Uma greve é avaliada como vitoriosa ou derrotada em função de seus objetivos – estabelecidos antes de sua deflagração – e não desta ou daquela situação negocial. Por participantes das reuniões de greve do CFH[*]

Além de participarmos de mais de 120 dias de greve na UFSC (Universidade Federal de Santa Catarina), dezenas de assembleias gerais (AG), atos públicos, reuniões setoriais diversas, encontros com o Comando Unificado, assembleias universitárias e de realizarmos mais de 15 atividades setoriais de greve nas quais discutimos a conjuntura política, assistimos e debatemos filmes e realizamos estudos textuais, iniciamos um debate sobre os problemas que detectamos e suas possíveis soluções, sintetizados nesta resumida contribuição.

Antes da greve

AGP_3Já no começo do movimento percebemos alguns dos vícios do sindicalismo.
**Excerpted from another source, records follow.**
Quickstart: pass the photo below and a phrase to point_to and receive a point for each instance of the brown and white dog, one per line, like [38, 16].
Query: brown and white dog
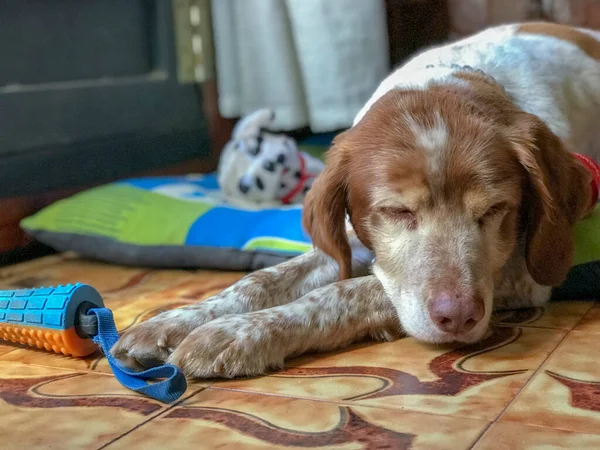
[461, 192]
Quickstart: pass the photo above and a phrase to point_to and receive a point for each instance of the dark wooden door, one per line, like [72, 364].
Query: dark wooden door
[89, 92]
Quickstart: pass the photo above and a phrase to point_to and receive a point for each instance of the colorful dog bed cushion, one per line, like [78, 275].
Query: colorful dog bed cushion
[170, 222]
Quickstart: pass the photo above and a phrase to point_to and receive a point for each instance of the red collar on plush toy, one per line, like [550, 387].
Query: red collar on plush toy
[304, 177]
[594, 168]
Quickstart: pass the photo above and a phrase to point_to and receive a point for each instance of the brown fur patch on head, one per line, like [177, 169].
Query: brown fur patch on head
[585, 42]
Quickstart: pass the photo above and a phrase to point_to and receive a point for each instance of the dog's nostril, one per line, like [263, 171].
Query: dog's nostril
[455, 315]
[469, 324]
[259, 183]
[243, 187]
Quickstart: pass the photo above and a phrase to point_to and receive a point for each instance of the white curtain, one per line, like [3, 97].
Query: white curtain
[314, 62]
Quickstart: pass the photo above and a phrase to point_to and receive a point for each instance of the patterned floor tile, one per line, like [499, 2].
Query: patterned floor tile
[476, 381]
[224, 419]
[566, 392]
[591, 321]
[42, 407]
[561, 315]
[4, 349]
[521, 437]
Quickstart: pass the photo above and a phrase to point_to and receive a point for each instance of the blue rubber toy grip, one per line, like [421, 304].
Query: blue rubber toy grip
[48, 317]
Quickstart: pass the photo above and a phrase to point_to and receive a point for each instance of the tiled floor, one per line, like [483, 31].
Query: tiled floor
[534, 384]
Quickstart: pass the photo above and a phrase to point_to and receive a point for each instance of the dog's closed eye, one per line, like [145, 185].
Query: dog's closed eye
[400, 214]
[494, 212]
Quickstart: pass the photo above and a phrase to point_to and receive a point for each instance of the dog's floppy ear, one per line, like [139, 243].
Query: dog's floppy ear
[557, 196]
[325, 209]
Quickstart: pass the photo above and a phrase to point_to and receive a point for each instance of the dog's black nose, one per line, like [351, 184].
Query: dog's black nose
[243, 187]
[269, 166]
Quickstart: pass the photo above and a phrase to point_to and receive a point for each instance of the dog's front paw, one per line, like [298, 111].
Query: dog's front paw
[150, 343]
[231, 346]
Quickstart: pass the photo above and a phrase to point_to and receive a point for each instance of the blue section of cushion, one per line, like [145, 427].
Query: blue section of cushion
[233, 228]
[208, 182]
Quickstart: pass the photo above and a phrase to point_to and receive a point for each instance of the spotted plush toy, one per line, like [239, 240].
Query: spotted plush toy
[258, 166]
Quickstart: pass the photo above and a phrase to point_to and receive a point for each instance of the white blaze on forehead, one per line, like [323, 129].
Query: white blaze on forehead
[432, 137]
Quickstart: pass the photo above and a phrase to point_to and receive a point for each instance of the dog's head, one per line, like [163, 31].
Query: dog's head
[444, 185]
Uma pauta de reivindicações imensa com 33 itens, sendo 19 “específicos” e 14 com os demais Servidores Públicos Federais, como se os problemas dos trabalhadores em educação pudessem ser resolvidos em uma única greve. Para piorar, em sua maioria, itens absolutamente corporativos, com pouca ou nenhuma fusão com demandas de estudantes e professores e menos ainda com os trabalhadores do setor privado e terceirizados. Este problema nos levou a um anterior: o processo de preparação da greve. Não estamos falando de “visitas” de sindicalistas aos setores fazendo apelos do tipo “vamos lá pessoal”, nem de reuniões chamadas poucos dias antes para aferir quem, sem qualquer discussão política acumulada, “vai aderir”. Nada disso significa, para nós, um processo sério de preparação de uma greve.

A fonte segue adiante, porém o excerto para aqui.